Federer's drive to regain primacy is an inspiration to us all

Fourteen years after he first topped the tennis rankings, the Swiss has become the game's oldest number one

Roger Federer reacts after defeating Robin Haase in the Quarter Final of the Rotterdam Open to become the sport's oldest number one of all time. Michael Kooren / Reuters
Roger Federer reacts after defeating Robin Haase in the Quarter Final of the Rotterdam Open to become the sport's oldest number one of all time. Michael Kooren / Reuters

In 1996, Swiss sports journalist Rene Stauffer encountered a 15-year old Roger Federer at a junior tennis tournament in Zurich. One quote from Stauffer’s hasty locker-room interview speaks volumes to the titan he has become: “One should just be able to play a perfect game.” Few would disagree 22 years later – on the week that Federer, 36, became the oldest number one in the history of the sport – that he has accomplished that aim. Over the course of a record-breaking career, Federer has altered the course of tennis history. He now sits atop the sport for the first time in six years. It was back in February 2004, in the week that Mark Zuckerberg launched Facebook from his Harvard dormitory, that Federer first reached its zenith. Years later he is still beyond compare.

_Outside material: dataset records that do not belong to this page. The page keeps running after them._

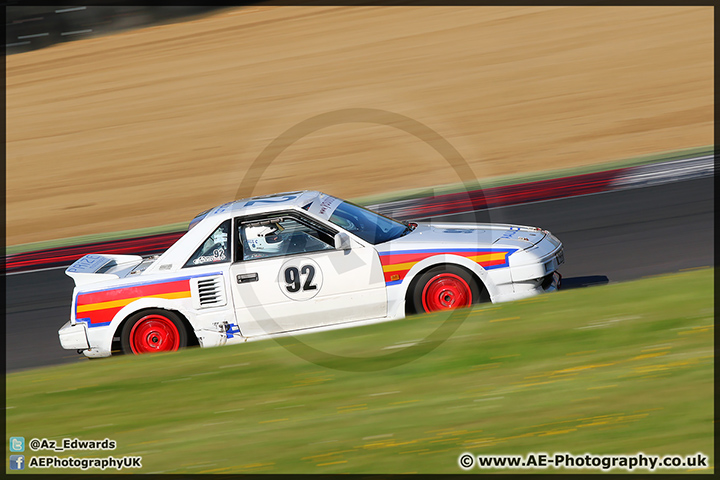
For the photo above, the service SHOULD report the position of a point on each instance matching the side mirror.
(342, 241)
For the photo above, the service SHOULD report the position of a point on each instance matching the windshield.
(366, 224)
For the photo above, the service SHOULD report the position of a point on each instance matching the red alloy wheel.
(445, 292)
(154, 333)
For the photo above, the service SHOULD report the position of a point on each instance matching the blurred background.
(32, 27)
(129, 117)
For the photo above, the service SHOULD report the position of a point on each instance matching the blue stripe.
(142, 284)
(450, 250)
(91, 325)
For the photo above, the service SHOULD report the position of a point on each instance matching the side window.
(215, 249)
(281, 236)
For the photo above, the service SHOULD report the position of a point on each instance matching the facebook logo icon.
(17, 462)
(17, 444)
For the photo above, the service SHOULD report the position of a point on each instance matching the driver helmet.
(264, 239)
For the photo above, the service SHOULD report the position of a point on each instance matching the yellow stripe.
(484, 257)
(126, 301)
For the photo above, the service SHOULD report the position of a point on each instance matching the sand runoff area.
(149, 127)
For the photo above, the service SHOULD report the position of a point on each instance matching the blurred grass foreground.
(620, 369)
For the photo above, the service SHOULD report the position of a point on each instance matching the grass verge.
(621, 369)
(387, 197)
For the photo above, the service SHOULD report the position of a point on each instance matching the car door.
(287, 276)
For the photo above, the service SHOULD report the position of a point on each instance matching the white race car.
(294, 263)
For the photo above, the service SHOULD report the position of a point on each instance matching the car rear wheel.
(445, 288)
(153, 331)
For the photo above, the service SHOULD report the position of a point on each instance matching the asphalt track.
(608, 237)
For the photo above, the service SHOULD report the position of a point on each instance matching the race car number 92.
(300, 279)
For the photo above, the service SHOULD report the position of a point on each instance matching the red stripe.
(401, 273)
(492, 263)
(393, 259)
(133, 292)
(100, 316)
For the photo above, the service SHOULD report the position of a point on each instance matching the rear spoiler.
(95, 267)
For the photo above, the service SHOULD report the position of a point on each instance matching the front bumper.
(74, 337)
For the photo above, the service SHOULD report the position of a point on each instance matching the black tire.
(153, 331)
(423, 301)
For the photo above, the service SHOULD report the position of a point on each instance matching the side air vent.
(210, 292)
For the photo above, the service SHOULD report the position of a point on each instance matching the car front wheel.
(153, 331)
(445, 288)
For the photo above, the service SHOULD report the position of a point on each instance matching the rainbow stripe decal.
(98, 308)
(397, 264)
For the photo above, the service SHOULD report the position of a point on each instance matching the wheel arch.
(482, 286)
(116, 346)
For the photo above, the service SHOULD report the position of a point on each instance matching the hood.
(460, 235)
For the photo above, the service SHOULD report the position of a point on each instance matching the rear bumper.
(74, 337)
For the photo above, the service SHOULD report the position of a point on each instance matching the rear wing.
(100, 267)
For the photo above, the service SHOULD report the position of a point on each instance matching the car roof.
(260, 204)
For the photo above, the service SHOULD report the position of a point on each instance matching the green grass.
(622, 368)
(387, 197)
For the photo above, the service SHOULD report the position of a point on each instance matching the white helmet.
(264, 239)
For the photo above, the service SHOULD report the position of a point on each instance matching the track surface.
(613, 236)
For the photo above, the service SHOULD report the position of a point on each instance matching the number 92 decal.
(300, 279)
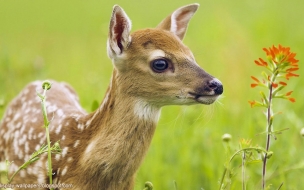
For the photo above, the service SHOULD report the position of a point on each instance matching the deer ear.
(119, 32)
(177, 22)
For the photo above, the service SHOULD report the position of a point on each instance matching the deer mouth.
(203, 98)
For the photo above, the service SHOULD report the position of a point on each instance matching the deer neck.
(122, 127)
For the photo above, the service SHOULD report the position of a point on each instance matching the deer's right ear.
(177, 22)
(119, 33)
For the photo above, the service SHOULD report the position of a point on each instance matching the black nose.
(216, 86)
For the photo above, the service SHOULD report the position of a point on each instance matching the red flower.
(281, 54)
(274, 85)
(261, 62)
(288, 75)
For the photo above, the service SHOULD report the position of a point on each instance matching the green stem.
(243, 171)
(269, 127)
(46, 125)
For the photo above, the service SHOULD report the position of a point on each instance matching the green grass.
(66, 41)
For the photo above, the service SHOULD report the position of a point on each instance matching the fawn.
(104, 149)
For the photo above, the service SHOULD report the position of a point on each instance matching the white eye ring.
(160, 65)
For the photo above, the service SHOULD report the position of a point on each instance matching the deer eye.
(159, 65)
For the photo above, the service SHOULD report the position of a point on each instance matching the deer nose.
(216, 86)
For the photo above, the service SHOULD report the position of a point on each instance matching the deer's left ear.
(177, 22)
(119, 32)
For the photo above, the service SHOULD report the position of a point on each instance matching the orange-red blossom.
(281, 62)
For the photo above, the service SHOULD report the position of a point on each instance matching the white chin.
(206, 99)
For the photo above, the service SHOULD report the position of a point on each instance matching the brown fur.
(104, 149)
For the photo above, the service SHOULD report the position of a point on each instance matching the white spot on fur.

Evolution within the sport in that time make the accomplishment all the more impressive. With fitter and stronger players, more physicality and constantly improvements in racquet technology, tennis has progressively become a young man’s sport. The modern game exerts heavy pressure on joints and ligaments. Rafael Nadal, Novak Djokovic and Andy Murray – tennis giants in their own right – are all fighting to salvage their careers in the face of lingering injuries. It is thanks to Federer’s elegant style – principally his uniquely fluid movement – and his selective choice of tournaments, that he can still top the sport today.

Federer never swears, throws his racquet nor complains. After even the longest of matches, he takes time to engage with fans and attend press conferences. He is as gracious in defeat as he is in victory. A committed humanitarian, his foundation has spent $13m building schools in southern Africa.

Early last year Federer slipped to 17th in the world. With 17 grand slam titles, his place in sporting history was secure. His rivalry with Rafael Nadal was regarded as one of the greatest ever. His fortune was vast. With renewed hunger, he fought back to win three grand slams in the space of a year. Roger Federer’s dedication to rule the sport is an inspiration to us all.